O aumento de linfócitos intraepiteliais (LIE), com arquitetura mucosa normal pode ser observado em doenças autoimunes, como o lúpus eritematoso sistêmico (LES), a artrite reumatóide (AR), a tireoidite de Hashimoto, em pacientes em uso de anti-inflamatórios não-hormonais (AINES) e na apresentação inicial de DCel e na DCel latente.

Pacientes com DCel que apresentam apenas aumento de LIE, sem alterações na arquitetura da mucosa, podem ser sintomáticos e estão sob risco aumentado de osteosporose.

Foram publicados estudos sugerindo que biópsias das primeiras porções do duodeno (bulbo duodenal) parecem ser adequadas e, inclusive, este pode ser o único local a demonstrar atrofia vilositária. Em pacientes que já iniciaram com DSG, mesmo antes da biópsia de confirmação, com alta suspeição de DCel e sorologia negativa, pode ser realizado teste com dieta contendo glúten, neste caso por pelo menos quatro semanas e, posteriormente, a biópsia. Porém alguns pacientes são respondedores tardios e podem levar anos para alterar a histologia. Deve ficar bem claro que a DSG só deve ser estabelecida após o diagnóstico firmado de DCel.

A inspeção da mucosa duodenal, durante a endoscopia digestiva alta é importante e pode demonstrar achados relevantes. O endoscopista deve estar atento aos achados de atrofia vilosa, apesar deste exame ter baixa sensibilidade. Durante a endoscopia podem ser identificados os seguintes achados, sugestivos de DCel: pregas mucosas serrilhadas, padrão em mosaico, pregas achatadas, menor tamanho e desaparecimento das pregas com máxima insuflação.

Pacientes que realizarem endoscopia digestiva alta (EDA) por emagrecimento, anemia, diarreia e aqueles com risco aumentados de DCel (SII, DII, doença hepática crônica, síndrome de Down, várias doenças autoimunes, principalmente diabetes melito do tipo 1), devem realizar biópsia duodenal.

Podem ser observadas anormalidades na mucosa de pacientes com DCel sem diagnóstico prévio, através do exame da cápsula endoscópica, para investigação de anemia por deficiência de ferro.
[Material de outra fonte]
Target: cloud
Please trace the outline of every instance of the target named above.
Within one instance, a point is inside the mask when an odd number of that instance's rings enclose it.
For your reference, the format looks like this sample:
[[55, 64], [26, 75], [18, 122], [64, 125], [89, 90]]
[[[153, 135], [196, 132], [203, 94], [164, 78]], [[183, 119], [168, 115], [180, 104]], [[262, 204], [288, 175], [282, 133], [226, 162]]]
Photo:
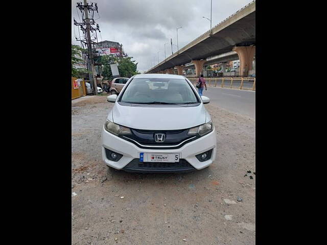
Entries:
[[[79, 44], [77, 21], [81, 17], [76, 6], [79, 1], [72, 4], [72, 39]], [[251, 0], [213, 1], [213, 27], [231, 15]], [[90, 1], [89, 1], [90, 3]], [[210, 18], [210, 0], [95, 0], [98, 4], [99, 15], [95, 19], [101, 30], [99, 41], [108, 40], [120, 42], [125, 52], [138, 62], [138, 69], [148, 70], [154, 63], [171, 54], [170, 39], [177, 44], [176, 30], [178, 30], [179, 48], [207, 31], [210, 22], [202, 16]], [[79, 12], [78, 14], [78, 12]], [[99, 18], [100, 17], [100, 18]], [[101, 40], [102, 39], [102, 40]], [[173, 51], [177, 51], [173, 46]], [[159, 53], [158, 52], [159, 52]]]

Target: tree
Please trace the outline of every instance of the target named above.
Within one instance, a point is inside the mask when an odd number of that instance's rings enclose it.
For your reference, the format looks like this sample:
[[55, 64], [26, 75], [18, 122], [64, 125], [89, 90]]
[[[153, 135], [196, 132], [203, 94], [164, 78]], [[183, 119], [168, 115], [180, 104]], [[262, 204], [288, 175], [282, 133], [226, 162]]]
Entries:
[[137, 63], [131, 60], [133, 57], [118, 58], [113, 55], [104, 55], [101, 56], [101, 74], [106, 80], [112, 79], [112, 72], [110, 64], [117, 63], [118, 71], [121, 77], [130, 78], [136, 74], [139, 74], [137, 70]]
[[122, 57], [118, 61], [118, 70], [121, 77], [130, 78], [136, 74], [139, 74], [137, 71], [137, 64], [135, 60], [131, 60], [133, 57]]
[[82, 72], [87, 72], [83, 68], [75, 68], [75, 66], [83, 63], [81, 51], [84, 50], [78, 45], [72, 44], [72, 77], [78, 77]]

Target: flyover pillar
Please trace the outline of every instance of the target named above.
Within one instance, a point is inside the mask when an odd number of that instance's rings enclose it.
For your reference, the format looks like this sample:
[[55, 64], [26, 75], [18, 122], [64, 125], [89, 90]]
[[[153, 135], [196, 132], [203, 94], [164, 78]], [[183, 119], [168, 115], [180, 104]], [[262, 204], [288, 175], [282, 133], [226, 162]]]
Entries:
[[255, 46], [234, 47], [233, 51], [237, 53], [240, 59], [240, 76], [243, 78], [248, 77], [249, 71], [252, 69]]
[[201, 72], [203, 69], [203, 64], [206, 61], [205, 60], [192, 60], [191, 62], [194, 64], [195, 66], [195, 76], [200, 77]]
[[182, 75], [183, 76], [183, 65], [176, 65], [174, 68], [176, 68], [177, 69], [177, 75]]
[[166, 69], [165, 71], [167, 71], [167, 74], [174, 74], [173, 68], [170, 68], [169, 69]]

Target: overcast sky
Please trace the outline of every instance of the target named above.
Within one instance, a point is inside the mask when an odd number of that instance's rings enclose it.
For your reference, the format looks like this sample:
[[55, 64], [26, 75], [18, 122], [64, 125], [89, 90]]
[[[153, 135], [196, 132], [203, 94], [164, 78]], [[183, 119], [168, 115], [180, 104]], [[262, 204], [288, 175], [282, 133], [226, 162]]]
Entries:
[[[252, 0], [213, 0], [212, 26], [252, 2]], [[78, 29], [73, 17], [79, 21], [76, 3], [72, 2], [72, 40], [79, 44]], [[129, 56], [138, 63], [137, 69], [147, 70], [172, 54], [170, 38], [177, 45], [176, 28], [178, 29], [178, 47], [180, 49], [210, 29], [211, 0], [95, 0], [99, 15], [95, 19], [101, 31], [98, 40], [119, 42]], [[81, 13], [78, 10], [79, 18]], [[75, 31], [74, 31], [75, 30]], [[81, 32], [80, 32], [81, 33]], [[102, 37], [102, 39], [101, 39]], [[177, 46], [173, 46], [174, 53]]]

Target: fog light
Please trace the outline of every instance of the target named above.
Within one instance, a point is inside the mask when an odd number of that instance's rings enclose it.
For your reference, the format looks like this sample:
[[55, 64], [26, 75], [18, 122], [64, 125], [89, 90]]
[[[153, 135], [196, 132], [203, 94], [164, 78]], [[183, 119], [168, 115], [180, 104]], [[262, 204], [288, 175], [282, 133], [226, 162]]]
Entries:
[[207, 161], [210, 158], [211, 158], [211, 155], [213, 152], [213, 149], [211, 149], [206, 152], [202, 152], [202, 153], [196, 155], [195, 157], [200, 162], [204, 162], [205, 161]]
[[122, 157], [123, 157], [122, 154], [113, 152], [112, 151], [110, 151], [106, 148], [105, 148], [104, 150], [106, 152], [106, 156], [107, 157], [107, 158], [110, 161], [118, 162], [121, 159]]
[[206, 158], [206, 153], [203, 153], [202, 155], [201, 155], [201, 158], [203, 160]]

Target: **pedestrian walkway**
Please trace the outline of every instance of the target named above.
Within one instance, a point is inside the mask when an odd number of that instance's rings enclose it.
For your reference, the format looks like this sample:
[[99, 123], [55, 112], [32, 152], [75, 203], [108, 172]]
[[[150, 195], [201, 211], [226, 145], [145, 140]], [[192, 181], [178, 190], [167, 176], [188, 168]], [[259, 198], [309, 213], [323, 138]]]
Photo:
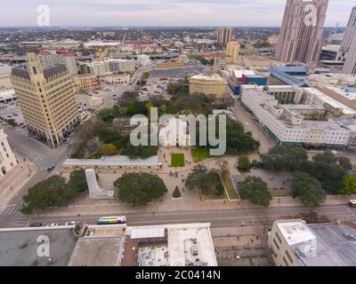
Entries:
[[47, 169], [48, 164], [45, 162], [48, 156], [51, 156], [52, 150], [48, 149], [43, 155], [39, 156], [35, 160], [35, 164], [39, 170], [44, 170]]

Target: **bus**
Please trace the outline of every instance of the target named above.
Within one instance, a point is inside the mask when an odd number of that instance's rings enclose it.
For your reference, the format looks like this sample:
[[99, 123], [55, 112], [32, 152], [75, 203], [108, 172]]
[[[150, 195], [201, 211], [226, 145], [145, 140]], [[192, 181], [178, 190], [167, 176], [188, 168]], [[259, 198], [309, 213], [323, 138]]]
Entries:
[[356, 208], [356, 199], [351, 200], [351, 201], [349, 201], [349, 205], [350, 205], [351, 207]]
[[103, 217], [98, 219], [98, 225], [125, 224], [125, 216]]

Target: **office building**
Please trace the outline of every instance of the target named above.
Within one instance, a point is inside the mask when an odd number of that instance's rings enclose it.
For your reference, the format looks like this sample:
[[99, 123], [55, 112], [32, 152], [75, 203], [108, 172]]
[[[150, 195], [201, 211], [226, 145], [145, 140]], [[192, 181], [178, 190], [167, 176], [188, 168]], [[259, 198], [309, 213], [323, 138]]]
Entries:
[[222, 28], [217, 29], [217, 45], [221, 47], [226, 47], [227, 43], [232, 38], [232, 28]]
[[346, 54], [343, 73], [356, 75], [356, 37], [353, 37], [353, 42], [351, 43], [350, 51]]
[[347, 54], [351, 51], [350, 49], [353, 42], [356, 42], [356, 6], [352, 8], [351, 12], [340, 51], [337, 55], [338, 60], [345, 61]]
[[[287, 87], [286, 91], [283, 91], [283, 88], [280, 86], [279, 90], [276, 90], [274, 93], [277, 93], [278, 91], [279, 96], [283, 96], [290, 89], [290, 86]], [[350, 135], [348, 129], [332, 120], [307, 120], [299, 113], [298, 108], [288, 107], [288, 106], [284, 106], [276, 99], [275, 95], [269, 94], [266, 89], [243, 85], [241, 101], [243, 106], [254, 114], [260, 125], [278, 143], [299, 146], [333, 148], [344, 148], [347, 146]], [[301, 91], [303, 92], [303, 89], [300, 90]], [[303, 96], [303, 93], [302, 96]], [[295, 99], [295, 103], [298, 104], [297, 101]], [[312, 103], [320, 106], [325, 106], [323, 102], [315, 101]], [[319, 106], [314, 106], [312, 103], [303, 107], [305, 110], [309, 108], [319, 112]], [[308, 105], [308, 103], [305, 103], [305, 105]]]
[[347, 221], [280, 220], [273, 223], [268, 246], [277, 266], [356, 266], [355, 235], [356, 225]]
[[76, 57], [73, 53], [61, 52], [51, 53], [48, 51], [42, 51], [38, 53], [38, 59], [44, 67], [53, 65], [63, 64], [66, 66], [70, 75], [78, 73], [76, 62]]
[[190, 93], [203, 93], [222, 98], [226, 93], [227, 83], [220, 75], [196, 75], [190, 79]]
[[237, 40], [230, 41], [226, 54], [229, 56], [227, 59], [228, 64], [238, 64], [239, 62], [239, 43]]
[[16, 157], [7, 142], [7, 135], [0, 129], [0, 178], [17, 165]]
[[109, 59], [109, 68], [110, 72], [127, 72], [134, 73], [136, 70], [134, 59]]
[[58, 145], [80, 122], [70, 74], [64, 65], [43, 68], [35, 53], [28, 59], [28, 70], [12, 73], [20, 107], [29, 132]]
[[276, 58], [315, 66], [323, 44], [328, 0], [287, 0]]
[[139, 54], [137, 55], [137, 64], [141, 66], [142, 67], [144, 67], [146, 66], [149, 66], [152, 63], [152, 61], [150, 59], [150, 56], [146, 54]]

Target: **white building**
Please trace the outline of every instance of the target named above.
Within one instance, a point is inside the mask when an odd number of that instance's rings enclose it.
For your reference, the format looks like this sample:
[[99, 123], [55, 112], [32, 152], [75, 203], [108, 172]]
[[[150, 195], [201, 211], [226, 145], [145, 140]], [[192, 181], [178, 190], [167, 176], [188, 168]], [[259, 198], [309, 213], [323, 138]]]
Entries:
[[274, 96], [250, 85], [242, 86], [242, 103], [259, 123], [284, 145], [344, 147], [350, 130], [335, 121], [310, 121], [296, 110], [285, 112]]
[[149, 66], [152, 63], [150, 59], [150, 56], [146, 54], [139, 54], [137, 55], [137, 64], [142, 67]]
[[109, 59], [109, 67], [110, 72], [129, 72], [133, 73], [136, 70], [134, 59]]
[[7, 103], [17, 99], [15, 90], [13, 89], [0, 89], [0, 103]]
[[188, 134], [188, 122], [178, 118], [171, 118], [159, 130], [158, 141], [165, 147], [189, 146], [190, 137]]
[[51, 53], [47, 51], [43, 51], [37, 55], [39, 62], [44, 67], [49, 67], [52, 65], [64, 64], [70, 73], [70, 75], [76, 75], [78, 73], [76, 57], [73, 53]]
[[16, 157], [7, 142], [7, 135], [3, 129], [0, 129], [0, 178], [6, 175], [16, 165]]

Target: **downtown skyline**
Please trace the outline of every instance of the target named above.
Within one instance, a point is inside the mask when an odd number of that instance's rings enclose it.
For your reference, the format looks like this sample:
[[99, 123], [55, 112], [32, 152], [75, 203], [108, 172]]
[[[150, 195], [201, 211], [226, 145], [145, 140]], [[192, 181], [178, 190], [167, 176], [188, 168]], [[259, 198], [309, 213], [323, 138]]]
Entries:
[[[51, 27], [280, 27], [285, 0], [24, 0], [3, 8], [0, 27], [36, 27], [38, 5]], [[325, 27], [345, 27], [353, 0], [329, 0]]]

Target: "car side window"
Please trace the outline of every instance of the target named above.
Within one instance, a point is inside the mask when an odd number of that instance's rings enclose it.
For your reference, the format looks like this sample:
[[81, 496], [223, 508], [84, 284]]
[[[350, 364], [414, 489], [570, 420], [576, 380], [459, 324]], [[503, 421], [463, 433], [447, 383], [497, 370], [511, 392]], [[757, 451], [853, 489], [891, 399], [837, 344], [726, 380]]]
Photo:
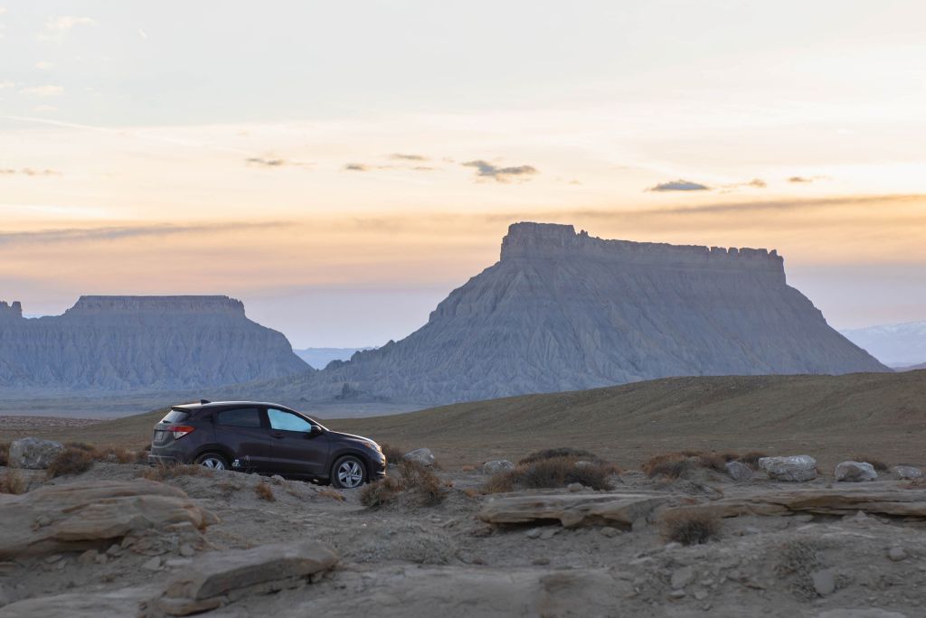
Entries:
[[302, 416], [296, 416], [292, 412], [283, 412], [273, 408], [267, 409], [267, 416], [270, 419], [270, 428], [279, 431], [312, 431], [312, 424]]
[[216, 424], [232, 427], [260, 428], [260, 410], [257, 408], [235, 408], [222, 410], [216, 414]]

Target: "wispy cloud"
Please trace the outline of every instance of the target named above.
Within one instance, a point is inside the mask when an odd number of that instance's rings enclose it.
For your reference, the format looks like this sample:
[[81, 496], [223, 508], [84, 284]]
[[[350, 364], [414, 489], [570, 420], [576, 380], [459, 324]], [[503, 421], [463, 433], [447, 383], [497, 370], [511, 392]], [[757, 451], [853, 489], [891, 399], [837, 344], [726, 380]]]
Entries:
[[467, 161], [460, 165], [464, 167], [475, 167], [478, 178], [494, 179], [497, 182], [511, 182], [514, 179], [529, 180], [530, 177], [540, 173], [533, 166], [499, 167], [482, 159]]
[[23, 176], [61, 176], [61, 172], [56, 169], [34, 169], [32, 167], [23, 167], [19, 170], [13, 169], [12, 167], [6, 167], [0, 169], [0, 174], [4, 176], [13, 176], [14, 174], [21, 174]]
[[244, 159], [244, 162], [249, 165], [262, 166], [264, 167], [282, 167], [286, 165], [285, 159], [265, 159], [260, 156], [249, 156]]
[[55, 86], [52, 84], [46, 84], [44, 86], [26, 86], [25, 88], [19, 89], [19, 94], [37, 96], [43, 99], [52, 96], [60, 96], [63, 93], [64, 86]]
[[393, 153], [389, 158], [394, 161], [430, 161], [427, 156], [421, 154], [403, 154], [402, 153]]
[[34, 231], [0, 232], [0, 246], [22, 243], [84, 242], [119, 241], [127, 238], [163, 237], [178, 234], [267, 229], [290, 226], [284, 221], [232, 222], [224, 224], [194, 224], [186, 226], [150, 225], [106, 228], [65, 228]]
[[710, 187], [703, 185], [700, 182], [692, 182], [691, 180], [669, 180], [669, 182], [660, 182], [659, 184], [650, 187], [646, 191], [652, 192], [669, 192], [669, 191], [710, 191]]
[[73, 15], [62, 15], [59, 17], [48, 18], [45, 19], [45, 26], [39, 33], [39, 39], [43, 41], [61, 42], [74, 28], [78, 26], [96, 26], [96, 20], [90, 18], [76, 17]]

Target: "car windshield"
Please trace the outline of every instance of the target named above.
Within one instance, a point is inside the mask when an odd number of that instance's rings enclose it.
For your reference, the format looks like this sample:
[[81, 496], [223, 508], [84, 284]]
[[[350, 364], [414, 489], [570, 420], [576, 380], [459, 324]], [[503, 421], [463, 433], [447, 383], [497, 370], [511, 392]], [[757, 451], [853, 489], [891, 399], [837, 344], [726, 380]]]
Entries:
[[171, 410], [161, 419], [161, 423], [182, 423], [190, 418], [190, 413], [182, 410]]

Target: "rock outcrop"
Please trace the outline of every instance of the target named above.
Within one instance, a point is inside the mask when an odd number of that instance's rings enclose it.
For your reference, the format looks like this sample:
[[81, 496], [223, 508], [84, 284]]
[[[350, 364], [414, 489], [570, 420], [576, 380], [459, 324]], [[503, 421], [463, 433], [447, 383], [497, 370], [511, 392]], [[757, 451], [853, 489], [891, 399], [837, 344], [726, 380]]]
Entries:
[[227, 296], [81, 296], [34, 319], [0, 303], [3, 390], [180, 390], [307, 370], [282, 333]]
[[444, 403], [676, 376], [886, 370], [787, 285], [774, 251], [517, 223], [500, 261], [420, 329], [268, 394]]

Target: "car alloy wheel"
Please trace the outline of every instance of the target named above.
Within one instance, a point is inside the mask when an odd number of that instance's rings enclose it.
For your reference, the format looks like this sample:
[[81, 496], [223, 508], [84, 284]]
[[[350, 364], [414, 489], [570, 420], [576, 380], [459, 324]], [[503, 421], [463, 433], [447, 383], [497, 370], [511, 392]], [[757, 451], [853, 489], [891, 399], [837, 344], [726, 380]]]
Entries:
[[212, 470], [225, 470], [227, 466], [225, 465], [225, 460], [219, 455], [215, 455], [212, 453], [207, 453], [206, 455], [200, 455], [196, 458], [196, 463], [206, 468]]
[[353, 489], [363, 484], [363, 464], [353, 457], [344, 459], [338, 464], [334, 475], [337, 476], [338, 485], [346, 489]]

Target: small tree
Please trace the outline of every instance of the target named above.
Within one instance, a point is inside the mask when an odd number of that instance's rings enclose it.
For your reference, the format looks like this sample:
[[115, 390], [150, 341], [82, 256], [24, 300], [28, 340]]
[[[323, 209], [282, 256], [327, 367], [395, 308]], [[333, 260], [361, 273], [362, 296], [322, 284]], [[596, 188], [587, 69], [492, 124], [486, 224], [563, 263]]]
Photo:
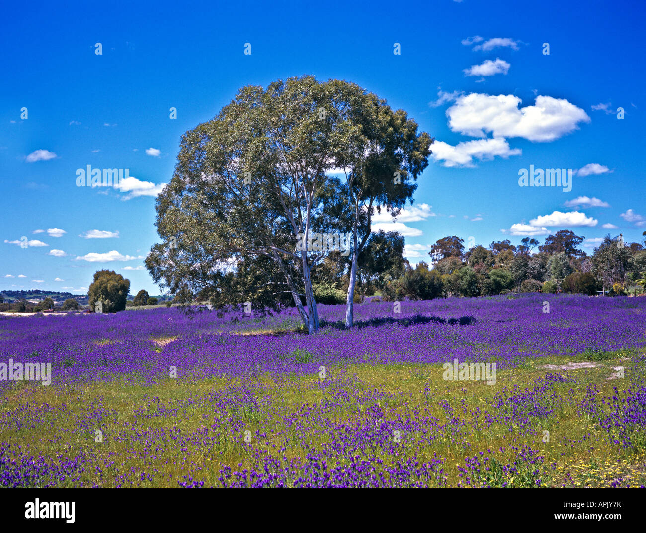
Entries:
[[101, 302], [103, 313], [116, 313], [125, 309], [125, 300], [130, 290], [130, 280], [114, 270], [98, 270], [88, 289], [90, 309], [95, 311]]
[[63, 302], [61, 309], [63, 311], [78, 311], [79, 302], [73, 298], [68, 298]]
[[561, 284], [568, 275], [572, 273], [572, 270], [565, 252], [559, 252], [554, 254], [547, 262], [547, 271], [550, 279], [554, 280], [556, 284], [557, 290], [561, 289]]
[[149, 298], [150, 295], [148, 294], [148, 291], [141, 289], [141, 291], [137, 293], [137, 295], [132, 300], [132, 304], [138, 306], [147, 305]]

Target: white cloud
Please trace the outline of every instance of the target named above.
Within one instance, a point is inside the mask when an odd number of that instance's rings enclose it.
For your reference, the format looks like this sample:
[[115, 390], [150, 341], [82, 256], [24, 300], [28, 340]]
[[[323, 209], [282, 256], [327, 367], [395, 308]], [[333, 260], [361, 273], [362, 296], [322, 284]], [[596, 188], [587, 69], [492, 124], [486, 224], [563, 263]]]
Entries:
[[156, 196], [165, 186], [166, 183], [155, 185], [152, 182], [142, 182], [131, 176], [121, 180], [114, 188], [121, 193], [129, 193], [123, 199], [130, 200], [137, 196]]
[[535, 237], [550, 235], [547, 227], [536, 227], [530, 224], [512, 224], [509, 229], [501, 229], [501, 231], [518, 237]]
[[585, 112], [565, 99], [537, 96], [534, 105], [519, 108], [522, 101], [512, 94], [492, 96], [473, 92], [459, 98], [446, 110], [453, 131], [472, 137], [522, 137], [552, 141], [589, 122]]
[[597, 225], [598, 220], [592, 216], [586, 216], [581, 211], [561, 213], [554, 211], [551, 214], [543, 214], [529, 221], [530, 225], [539, 226], [591, 226]]
[[92, 252], [83, 256], [79, 256], [75, 260], [87, 261], [89, 263], [109, 263], [111, 261], [132, 261], [133, 259], [144, 258], [144, 256], [142, 255], [138, 257], [133, 257], [131, 255], [122, 255], [116, 250], [112, 250], [107, 253], [96, 253]]
[[529, 224], [521, 222], [512, 224], [509, 229], [501, 229], [503, 233], [509, 233], [515, 236], [533, 237], [537, 235], [548, 235], [548, 227], [554, 226], [591, 226], [597, 225], [598, 220], [591, 216], [586, 216], [580, 211], [561, 213], [554, 211], [551, 214], [544, 214], [532, 218]]
[[475, 43], [480, 43], [484, 39], [479, 35], [474, 35], [473, 37], [468, 37], [466, 39], [462, 39], [462, 44], [465, 47], [470, 47]]
[[511, 65], [504, 59], [497, 57], [495, 61], [487, 59], [480, 65], [472, 65], [468, 68], [464, 68], [464, 76], [494, 76], [495, 74], [506, 74], [509, 72]]
[[481, 45], [474, 47], [474, 50], [481, 50], [483, 52], [489, 52], [496, 48], [510, 48], [512, 50], [518, 50], [519, 42], [519, 41], [510, 39], [508, 37], [494, 37], [493, 39], [485, 41]]
[[636, 225], [643, 225], [642, 222], [646, 222], [646, 218], [644, 218], [641, 214], [638, 214], [632, 209], [629, 209], [625, 213], [622, 213], [619, 215], [627, 222], [635, 222]]
[[67, 231], [59, 229], [57, 227], [53, 227], [47, 230], [47, 235], [50, 237], [62, 237], [67, 233]]
[[598, 198], [589, 196], [577, 196], [573, 200], [568, 200], [563, 204], [566, 207], [609, 207], [607, 202], [603, 202]]
[[[17, 244], [19, 246], [22, 244], [22, 241], [19, 240], [6, 240], [5, 239], [5, 242], [7, 244]], [[27, 246], [31, 246], [34, 248], [39, 248], [43, 246], [49, 246], [48, 244], [45, 244], [44, 242], [39, 240], [28, 240]]]
[[401, 222], [379, 222], [372, 225], [372, 231], [375, 233], [380, 229], [388, 233], [397, 231], [405, 237], [419, 237], [422, 235], [421, 230], [410, 227]]
[[510, 148], [506, 140], [499, 137], [466, 141], [455, 146], [435, 141], [431, 145], [431, 156], [436, 162], [443, 162], [443, 166], [469, 168], [475, 166], [474, 158], [490, 161], [496, 156], [506, 159], [510, 156], [519, 156], [523, 153], [519, 148]]
[[56, 157], [57, 156], [48, 150], [34, 150], [25, 158], [25, 160], [27, 163], [36, 163], [37, 161], [49, 161]]
[[438, 87], [437, 99], [429, 102], [428, 105], [431, 107], [439, 107], [448, 102], [455, 101], [459, 96], [462, 96], [464, 93], [461, 90], [454, 90], [453, 92], [444, 92]]
[[118, 231], [103, 231], [100, 229], [90, 229], [79, 235], [84, 239], [111, 239], [119, 238]]
[[574, 171], [573, 173], [583, 177], [593, 174], [605, 174], [607, 172], [610, 171], [610, 169], [607, 167], [604, 167], [603, 165], [599, 165], [597, 163], [589, 163], [583, 168], [579, 169], [578, 171]]
[[[420, 204], [419, 205], [405, 207], [400, 210], [397, 220], [400, 222], [417, 222], [419, 220], [425, 220], [429, 216], [435, 216], [435, 214], [431, 211], [432, 207], [428, 204]], [[393, 217], [385, 209], [382, 209], [380, 213], [377, 213], [375, 209], [372, 221], [377, 223], [391, 222], [393, 221]]]

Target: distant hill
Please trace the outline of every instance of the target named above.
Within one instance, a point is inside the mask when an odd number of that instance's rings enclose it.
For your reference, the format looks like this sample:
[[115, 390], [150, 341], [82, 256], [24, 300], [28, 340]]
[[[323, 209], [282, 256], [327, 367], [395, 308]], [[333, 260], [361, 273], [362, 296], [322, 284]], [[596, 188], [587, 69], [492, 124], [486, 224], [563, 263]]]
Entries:
[[[154, 296], [160, 303], [172, 300], [172, 297], [163, 295], [151, 295]], [[72, 294], [72, 293], [61, 293], [57, 291], [47, 291], [41, 289], [32, 289], [29, 291], [0, 291], [0, 297], [2, 297], [6, 302], [13, 303], [23, 298], [27, 300], [45, 300], [46, 298], [51, 298], [54, 303], [61, 304], [68, 298], [73, 298], [79, 305], [87, 306], [89, 304], [88, 297], [87, 294]], [[128, 295], [128, 299], [132, 300], [134, 298], [133, 295]]]
[[41, 289], [32, 289], [29, 291], [0, 291], [0, 297], [5, 298], [5, 302], [12, 303], [18, 300], [37, 300], [40, 301], [46, 298], [51, 298], [54, 303], [62, 304], [68, 298], [73, 298], [80, 305], [87, 306], [88, 298], [87, 294], [72, 294], [72, 293], [60, 293], [57, 291], [47, 291]]

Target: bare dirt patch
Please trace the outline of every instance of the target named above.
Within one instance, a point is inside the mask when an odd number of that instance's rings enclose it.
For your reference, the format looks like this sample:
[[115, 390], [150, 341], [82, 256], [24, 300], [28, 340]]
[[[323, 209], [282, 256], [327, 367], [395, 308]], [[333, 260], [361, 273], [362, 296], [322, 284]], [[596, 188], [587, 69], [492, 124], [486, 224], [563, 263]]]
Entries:
[[594, 368], [599, 366], [600, 363], [583, 361], [583, 362], [572, 362], [567, 364], [543, 364], [539, 366], [539, 368], [550, 368], [554, 370], [558, 368], [559, 370], [576, 370], [577, 368]]

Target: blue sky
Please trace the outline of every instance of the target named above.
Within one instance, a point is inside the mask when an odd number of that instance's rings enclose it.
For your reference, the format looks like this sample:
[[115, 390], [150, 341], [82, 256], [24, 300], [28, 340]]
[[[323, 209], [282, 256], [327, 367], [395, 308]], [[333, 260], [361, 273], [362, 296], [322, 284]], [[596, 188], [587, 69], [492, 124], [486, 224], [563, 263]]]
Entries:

O duodeno, avaliado por endoscopia digestiva alta (EDA), pode apresentar-se inteiramente normal, enquanto no intestino proximal e distal são observados achados clássicos de DCel, quando avaliados por cápsula endoscópica.

Recentemente foi publicado artigo que demonstra que EDA com magnificação e alta resolução permite clara visualização do padrão das vilosidades duodenais (sensibilidade, especificidade, valor preditivo positivo e negativo próximos a 100%). O sistema OBI pode ter papel na otimização da acurácia da EDA na DCel.

Em suma: o diagnóstico de DCel é complexo, especialmente nos pacientes assintomáticos ou com manifestações atípicas. A biópsia intestinal é necessária para o diagnóstico mesmo que a sorologia seja positiva. No entanto, os achados histológicos não são específicos, por isso o diagnóstico só pode ser estabelecido após a correlação clínica. Ainda hoje, a maioria dos pacientes com DCel não tem esse diagnóstico, apesar de nos últimos anos a prevalência ter aumentado em função do maior grau de suspeição e melhor acurácia dos testes sorológicos. Não está bem estabelecido o significado do grande número de pacientes sem diagnóstico, assim como daqueles pacientes que apresentam apenas sintomas extraintestinais ou não tenham uma apresentação clássica.